Happy St. Patrick’s Day everyone! I’m going to keep it short and sweet today because you’re probably on your way to mass…what? You’re on the way to the bar? It’s 10:00 am! Kegs and eggs you say?

eggsss
^Depicted here in the wild.

In all seriousness, some of you readers or your friends may look towards to this day for some good ole’ fashioned drinking. It’s fairly obvious that this holiday has been “AMERICUH”’-ED. Most people are aware that St. Patrick’s Day has nothing to do with binge drinking…or does it?

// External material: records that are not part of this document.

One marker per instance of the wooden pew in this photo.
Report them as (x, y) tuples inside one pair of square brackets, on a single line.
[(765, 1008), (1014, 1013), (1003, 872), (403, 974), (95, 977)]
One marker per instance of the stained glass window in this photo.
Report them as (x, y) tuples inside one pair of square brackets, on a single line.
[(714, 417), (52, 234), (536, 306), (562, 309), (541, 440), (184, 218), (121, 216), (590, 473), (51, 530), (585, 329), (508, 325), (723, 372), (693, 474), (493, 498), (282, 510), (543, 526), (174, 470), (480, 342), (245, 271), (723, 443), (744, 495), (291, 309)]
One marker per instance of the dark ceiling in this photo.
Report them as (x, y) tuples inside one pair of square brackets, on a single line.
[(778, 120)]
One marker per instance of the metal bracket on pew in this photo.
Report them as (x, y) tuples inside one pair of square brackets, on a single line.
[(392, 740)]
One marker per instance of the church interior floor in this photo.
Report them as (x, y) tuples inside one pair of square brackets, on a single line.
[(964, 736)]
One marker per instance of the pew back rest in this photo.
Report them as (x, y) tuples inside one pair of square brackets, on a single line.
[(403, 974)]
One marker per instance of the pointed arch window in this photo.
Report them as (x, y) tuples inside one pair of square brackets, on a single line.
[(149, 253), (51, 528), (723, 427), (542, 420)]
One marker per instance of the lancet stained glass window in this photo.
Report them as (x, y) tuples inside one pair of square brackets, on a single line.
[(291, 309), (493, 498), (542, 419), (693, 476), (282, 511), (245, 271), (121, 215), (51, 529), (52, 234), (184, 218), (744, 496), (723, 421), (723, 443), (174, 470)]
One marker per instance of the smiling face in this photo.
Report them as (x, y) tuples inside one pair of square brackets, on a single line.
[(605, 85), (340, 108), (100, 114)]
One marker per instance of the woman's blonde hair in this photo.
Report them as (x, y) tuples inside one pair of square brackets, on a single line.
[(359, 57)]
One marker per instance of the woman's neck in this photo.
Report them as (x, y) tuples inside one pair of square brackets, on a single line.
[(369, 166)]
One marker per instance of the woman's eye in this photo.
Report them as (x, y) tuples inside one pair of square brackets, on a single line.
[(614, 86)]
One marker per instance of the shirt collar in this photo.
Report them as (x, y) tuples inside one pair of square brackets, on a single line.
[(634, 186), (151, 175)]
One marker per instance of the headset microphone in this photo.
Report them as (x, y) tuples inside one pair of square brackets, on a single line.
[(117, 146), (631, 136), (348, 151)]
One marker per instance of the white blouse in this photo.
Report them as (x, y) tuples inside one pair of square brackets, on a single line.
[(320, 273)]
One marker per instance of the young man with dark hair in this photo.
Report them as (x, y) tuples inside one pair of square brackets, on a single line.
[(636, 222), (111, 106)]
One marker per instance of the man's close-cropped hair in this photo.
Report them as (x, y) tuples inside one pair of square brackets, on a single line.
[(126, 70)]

A quick wiki search between me and a coworker (hey, everyone deserves a quick break) revealed that St. Patrick’s Day was started to honor…well, it’s in the name. After being kidnapped by pirates (seriously) he joined the priesthood and helped to bring Christianity around Ireland. The day of his death became a catholic feast day. So why don’t we drink on every catholic feast day? Well, it’s not because there are 280 of them.

drinking
^What the world would look like.

No, the reason that St. Patrick gets people to raise their shot glasses is all in the timing. As you may or may not know, St Patrick’s Day is right in the middle of lent. Traditionally, things like sex and drinking are banned for lent. So while we may not take it as seriously now, people used to be very, very careful about that sort of thing. Luckily for our ancient college ancestors there was one day where the drinking ban was lifted=St. Patty’s.

So, very technically, St. Patty’s Day is a day where you should take advantage of a drink or two. Unfortunately for traditionalists, in the same way that Christmas is now more about presents than the birth of lil’ baby Jesus, the only thing most people can remember about St Patrick’s Day is to wear green and to be really into green beer for the day.

If you choose to drink your face off today, go ahead. Just remember that it’s, you know, Tuesday. (And the “Hump-day Hangover” is not something that you want to deal with, trust me.) And while you’re at the bar sipping your green tinted keystone, lean over to your neighbor and say, “Hey…drinking is cool with the church and stuff!”

I’m sure they’ll think you’re really cool for knowing that.